There's nothing quite so deliciously satisfying to one's ironic sensibility than witnessing the "majority" cheer for the videotaped speechifying of Kouichi Touyama, a street musician who ran for governor of Tokyo in 2007. A candidate whose only discernable platform was one of destruction, much to the audience’s delight Touyama harangued, "the majority of you are my enemy … There is no choice but to destroy this worthless country."

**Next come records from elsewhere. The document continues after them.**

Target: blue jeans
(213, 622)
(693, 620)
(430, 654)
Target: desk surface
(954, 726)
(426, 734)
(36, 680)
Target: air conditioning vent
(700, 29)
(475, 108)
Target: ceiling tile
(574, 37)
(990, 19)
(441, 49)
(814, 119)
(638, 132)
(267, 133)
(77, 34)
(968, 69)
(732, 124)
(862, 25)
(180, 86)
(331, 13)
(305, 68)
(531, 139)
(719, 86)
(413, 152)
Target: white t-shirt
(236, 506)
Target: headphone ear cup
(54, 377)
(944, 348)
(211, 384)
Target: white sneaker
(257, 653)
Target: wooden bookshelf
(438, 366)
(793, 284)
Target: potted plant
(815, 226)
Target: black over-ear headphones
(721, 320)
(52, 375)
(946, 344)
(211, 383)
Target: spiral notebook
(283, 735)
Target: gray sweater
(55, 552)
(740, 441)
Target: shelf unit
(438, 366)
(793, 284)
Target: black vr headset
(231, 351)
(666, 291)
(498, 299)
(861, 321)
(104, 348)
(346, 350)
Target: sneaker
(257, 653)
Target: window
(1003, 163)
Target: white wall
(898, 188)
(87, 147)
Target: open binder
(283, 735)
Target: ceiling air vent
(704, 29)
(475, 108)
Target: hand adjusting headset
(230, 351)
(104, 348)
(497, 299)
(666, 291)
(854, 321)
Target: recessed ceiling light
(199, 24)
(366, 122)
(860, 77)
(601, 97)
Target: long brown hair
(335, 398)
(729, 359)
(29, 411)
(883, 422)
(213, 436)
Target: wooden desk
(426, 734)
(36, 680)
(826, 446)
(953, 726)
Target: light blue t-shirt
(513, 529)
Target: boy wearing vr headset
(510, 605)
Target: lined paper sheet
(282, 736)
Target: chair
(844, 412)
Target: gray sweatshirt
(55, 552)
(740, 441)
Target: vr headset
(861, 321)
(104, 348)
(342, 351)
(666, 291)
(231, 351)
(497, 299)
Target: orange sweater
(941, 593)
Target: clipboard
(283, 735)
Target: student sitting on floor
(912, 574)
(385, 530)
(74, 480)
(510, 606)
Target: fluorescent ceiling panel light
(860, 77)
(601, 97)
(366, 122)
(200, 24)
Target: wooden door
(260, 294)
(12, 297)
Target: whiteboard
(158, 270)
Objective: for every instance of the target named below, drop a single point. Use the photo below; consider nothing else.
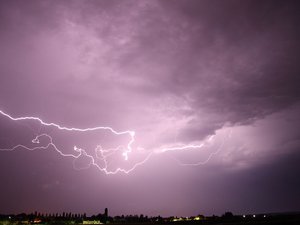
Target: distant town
(71, 218)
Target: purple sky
(224, 74)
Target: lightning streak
(100, 153)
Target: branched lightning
(100, 153)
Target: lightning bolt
(100, 153)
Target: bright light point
(103, 155)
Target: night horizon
(170, 108)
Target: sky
(195, 106)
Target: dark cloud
(176, 72)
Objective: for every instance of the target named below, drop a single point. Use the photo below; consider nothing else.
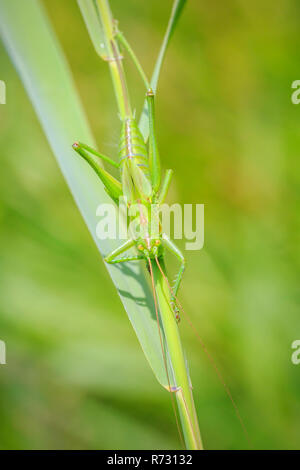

Touyama was a fitting introduction indeed for Maya Arulpragasam, alias M.I.A., Britain 's ostentatious provocateur and purveyor of decorative politics, who is on the Midwestern leg of her "People vs. Money" tour,
M.I.A.'s insidious charmand her powerlies in an elaborate surface treatment of revolution, a pixilated tableau touting a "third-world democracy;" an ass-shakable orgy of icons and beats which both seduce and implicate her first-world audience. Unfortunately, her message was lost in translation for many of her fans, whose progressive acts seem limited to elbowing from the aft of the throng to the fore with tall boys of PBR in hand.
M.I.A. appears to have captured the hearts, minds and wallets of the fashionably aware demographic; an under-25, middle-class, counter-culturally disenfranchised Midwestern chapter of which stormed the stage en masse for "Bucky Done Gun" and "Boyz," shaking their nubile moneymakers to the golly-gee deadpan "gosh it's the new warlord."
After a brief and belated set, M.I.A. returned to the stage for her encore, "Paper Planes," an infectious track that plunders The Clash's "Straight to Hell," while maintaining its critique of Western xenophobia. In the context of her performance, however, "Paper Planes" functions as a Greek chorus and a metaphor for M.I.A.'s mystique: "All I wanna do is [bang bang bang bang] and a [cha-ching] take your money."
On this particular evening, the price for a passport at the border was $27.50, and M.I.A. lined her coffers with student loan disbursement checks, traded earnestly for cultural currency. After all, at reality's exchange rate, people equal money, and the American dollar is weak.